Friday, August 08, 2008


KL Nichols

The Canadian Dollar, called the Looney, because of the bird pictured on it is a Loon. It might as well stand for the eratic uncertainty that the Canadian Dollar is facing.

While Canadians celebrated last year as the country's dollar reached parity with its U.S. counterpart for the first time since 1976, traders now predict the currency will fall as much as 17 percent through 2009. Riding the express train that is the American economy, energy prices and certain commodities have boomed.

In May Canada's economy shrank 0.1 percent, as the extraction of natural gas slowed and car production dropped, Statistics Canada said last week in Ottawa. Economists predicted a 0.2 percent expansion.

If you have been watching closely, you have probably tracked this drop yourself, there being no labor savings for American Manufacturers in Canada since the parity, and the rising price of gas, mfgrs. are closing factories in Canada and looking for a cheaper market.

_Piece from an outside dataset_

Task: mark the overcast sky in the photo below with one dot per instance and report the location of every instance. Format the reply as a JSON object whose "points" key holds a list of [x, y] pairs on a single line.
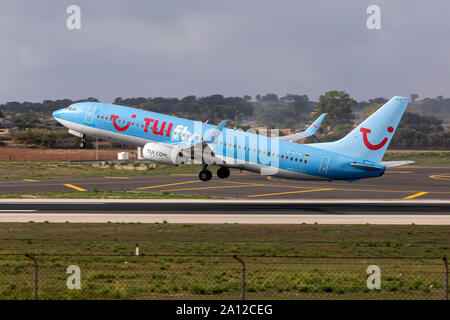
{"points": [[234, 47]]}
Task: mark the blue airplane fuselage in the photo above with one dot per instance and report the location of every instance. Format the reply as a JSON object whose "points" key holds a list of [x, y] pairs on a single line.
{"points": [[249, 151]]}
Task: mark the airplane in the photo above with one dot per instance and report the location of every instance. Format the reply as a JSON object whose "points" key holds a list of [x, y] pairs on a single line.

The next factories opened will probably be in Mexico whose labor is still cheap and the pollution regs. are pretty lax.

Why am I writing about this, because the Canadian market was just developing and with the parety between the Looney and the Buck, the Canadian market was just starting to replace some of the drop the collector car market was experiencing her in the US.

The collector vehicle market is still going fairly good for foreign buyers, but so goes America, so goes the foreign economy, so if you get a buyer interested in your classic from over seas, don't bargain to hard.